La qualité de notre main-d'oeuvre reste la seule manière de maintenir à flot le Québec dans le domaine de l'économie. Nous évoluons désormais dans une société où l'environnement lettré est de plus en plus intensif avec notamment l'utilisation d'Internet, incontournable. Les technologies évoluent, la machinerie et les équipements sont de plus en plus sophistiqués et même dans les ateliers et les usines, les travailleurs doivent désormais composer avec cette réalité, effectuer des calculs, suivre des instructions précises et se reporter à des manuels de plus en plus complexes. La plupart des services de ressources humaines, la plupart des dirigeants et des entrepreneurs dont je fais partie sont confrontés quotidiennement à cette réalité et il devient très difficile d'embaucher le moindre collaborateur sans avoir pris le temps d'évaluer son niveau de compréhension de la langue et ses aptitudes à communiquer par écrit. Alors que, selon la Banque TD, une diminution de 1 % du taux d'analphabétisme relèverait le PIB canadien de 32 milliards de dollars, la Fondation pour l'alphabétisation du Québec souhaite que le gouvernement déploie plus d'efforts afin que les mots deviennent plus clairs pour les Québécois. Mais doit-on compter uniquement sur le gouvernement pour redresser cette situation ?
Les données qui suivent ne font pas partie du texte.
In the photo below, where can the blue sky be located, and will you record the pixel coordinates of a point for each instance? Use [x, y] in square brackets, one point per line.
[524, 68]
Chercher des solutions plutôt que des coupables

Face à une certaine impuissance politique dans ce domaine, j'aurais tendance à reprendre les propos récemment tenus par Alexandre Jardin qui nous invite à réfléchir autrement : «Cessons de tout attendre de nos politiciens. Arrêtons de chercher des coupables ou des sauveurs, et agissons !» clame l'auteur qui vient de lancer Bleu, Blanc, Zèbre, un mouvement d'action citoyenne qui veut redonner le pouvoir à la population afin qu'elle change les choses par des actions concrètes. Un mouvement qui ne cherche pas de coupables, mais des solutions. C'est ainsi qu'il cite le cas de cet éditeur français qui, sans aucune subvention, réussit à offrir chaque année à deux millions d'enfants défavorisés des livres pour un peu plus d'un dollar. Pour contrer l'échec scolaire, l'écrivain a lui-même démarré en 1999 un projet auquel participent 14 000 bénévoles retraités qui transmettent le plaisir de la lecture dans les écoles à près de 400 000 enfants.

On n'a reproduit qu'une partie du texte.